Wait, you mentioned requests for skin removal?
Like, if somebody has a neck tumor or something, we can't just cut it off. We can cover it but we can't remove it. You can add but you can't take away. The only thing you can take away is hair.
What are the types of things that a good embalmer could reconstruct?
Pretty much anything. We are literally taught in school to build someone's face out of nothing. Whatever the family requests is what we're gonna do. Decomposition is very hard to work with. It's not even the trauma issue there. The foundation is not stable. I never recreated someone's face, but we never had a case where we had to. I had several cases that were shotgun wounds, where obviously the upper half of their face was missing and we had to repair it. Every embalmer will tell you that they have a different technique, or they have some secret. As long as it's not considered trash, you can use it. In some states the coroners don't return the organs, so some people will stuff newspaper in there. We are not allowed to do that in California. I don't think anyone would come out and say that they did that [here], but it has happened before. Embalming is like art and science. And that's what makes it so great.
What are some of the most cumbersome or challenging reconstruction cases you worked on?
I had this guy who had a shotgun wound to the head and the family wanted a closed casket. I worked on his head and it was super smooth and you couldn't even tell. Not to toot my own horn, but it looked really phenomenal. They ended up having an open casket so I was really happy about that.

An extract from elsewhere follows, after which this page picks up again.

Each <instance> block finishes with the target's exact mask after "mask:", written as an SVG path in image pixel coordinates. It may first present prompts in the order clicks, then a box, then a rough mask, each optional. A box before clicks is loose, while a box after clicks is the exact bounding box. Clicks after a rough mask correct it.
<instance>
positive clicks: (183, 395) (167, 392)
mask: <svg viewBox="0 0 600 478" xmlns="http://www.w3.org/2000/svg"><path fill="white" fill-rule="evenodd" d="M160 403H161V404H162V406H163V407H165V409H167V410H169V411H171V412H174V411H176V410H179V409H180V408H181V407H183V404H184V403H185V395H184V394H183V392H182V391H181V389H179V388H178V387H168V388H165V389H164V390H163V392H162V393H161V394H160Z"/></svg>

Another story is this case that we had—I think she was murdered—and they found her after three weeks in a field. So she was pretty much just kinda parts at this point. The family wanted to have her body in the casket—obviously not open. The smell was so bad. We had them sign an embalming authorization so we could put fluid and this stuff called paraformaldehyde. It's in powder form and [is] a really strong deodorizer. So we did that, and the day that I had to come it was a weekend and I woke up with the stomach flu. That was a really long day. It was spent doing one step, going to the bathroom, then coming back. It's really hard to work on a severely decomposed body when you're already throwing up! But nobody could ever say I wasn't dedicated to my job. Even with the closed casket, the smell was terrible. So what I did was I put her in two body bags with the deodorizer in the one bag, then another with formaldehyde. And then put more deodorizer in the casket. If there's a decomposed body, a closed casket doesn't mean it doesn't smell.